Which is exactly what they did next.
Everyone boarded the bus and left Rory and I in Chiang Khong to find
and pay our own way to Luang Namtha. After spending just under £1,000
on our bus passes, I was pretty miffed that we had to do this,
especially as seven seats on the bus were taken up by Stray staff –
our tour guide, our local guide, the bus driver and four trainee tour
guides. If this was any sort of reputable business in the UK the
trainee guides, who are for all intents and purposes on holiday as
they haven't done any real work, would have gotten the public
transport, allowing the paying customers to get to their next
destination, something which every person should be guaranteed if
they are not hopping of the bus.
We eventually found a mini-bus that
would take us to Luang Namtha for 90,000Kip each, about £9. This
isn't too bad but we were supposed to leave at 10am and didn't
actually set off until 11am which woulnd't be that bad if we weren't
trying to catch up to the Stray bus! When we did get going it was at
a painfully slow pace and the driver stopped at whim to buy fruit and
snacks for himself. We even stopped off to pick up his girlfriend and
her chickens. No joke, she had a box of baby chicks which sat behind
me chirping as we made our way along the windy and pretty dangerous
roads of Laos. Nobody sticks to their own lane here, they overtake on
corners and they don't seem to mind when they almost crash into
another vehicle!
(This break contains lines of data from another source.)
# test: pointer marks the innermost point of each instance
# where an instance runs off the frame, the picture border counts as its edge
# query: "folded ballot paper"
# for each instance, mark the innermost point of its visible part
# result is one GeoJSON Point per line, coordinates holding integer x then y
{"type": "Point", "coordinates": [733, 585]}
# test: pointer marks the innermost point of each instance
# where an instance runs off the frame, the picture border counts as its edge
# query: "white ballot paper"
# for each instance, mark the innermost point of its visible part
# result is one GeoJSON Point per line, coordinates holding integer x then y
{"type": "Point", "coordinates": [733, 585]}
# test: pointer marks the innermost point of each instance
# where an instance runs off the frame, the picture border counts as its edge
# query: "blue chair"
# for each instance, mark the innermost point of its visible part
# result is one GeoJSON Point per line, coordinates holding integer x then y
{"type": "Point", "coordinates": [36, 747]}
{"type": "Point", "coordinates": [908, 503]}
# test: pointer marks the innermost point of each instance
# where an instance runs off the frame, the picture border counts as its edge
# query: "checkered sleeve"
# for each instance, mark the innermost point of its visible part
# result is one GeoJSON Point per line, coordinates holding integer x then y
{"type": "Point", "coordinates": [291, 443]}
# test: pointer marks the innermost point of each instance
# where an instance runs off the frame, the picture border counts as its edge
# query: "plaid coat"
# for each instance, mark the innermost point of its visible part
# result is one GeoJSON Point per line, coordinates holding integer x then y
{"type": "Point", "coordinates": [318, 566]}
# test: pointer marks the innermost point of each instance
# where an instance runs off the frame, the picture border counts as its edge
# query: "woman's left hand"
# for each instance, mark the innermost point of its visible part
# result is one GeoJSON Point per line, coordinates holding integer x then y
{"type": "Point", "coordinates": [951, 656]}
Despite this erratic driving we met the Stray bus in
Luang Namtha and went to our accomodation for the evening – a
homestay in a Laos village.
The village was quite big with around
200 families but they'd never participated in a homestay before so
while they'd obviously seen foreigners, they'd never had any stay in
their village and homes. We split up in to three groups and met our
host families. We were staying with a woman and her daughter and they
spoke absolutely no English. I think that while they were very
excited and pleased that we were staying, they were being quite
nervous and they mainly just watched us and smiled at us. We've found
that a lot over here; everyone is very friendly. As we took a tour of
the village people came out of their houses to say hello and to wave
at us. The children were fascinated with us, they were a little shy
at first but after a while they were following us around, waving,
shouting hello and just being kids. While some thing feel very
different here, it's nice to see that some things are the same, if
not better. The kids all looked genuinely happy, they weren't stuck
in front of the computer or television, they were swimming at the
river, catching fish, playing with their animals and each other.
One of the women must have taken a shine to me because she began wrapping me in traditional dress, which was both flattering (I think, maybe she just hated what I was wearing?) and also very embarrassing.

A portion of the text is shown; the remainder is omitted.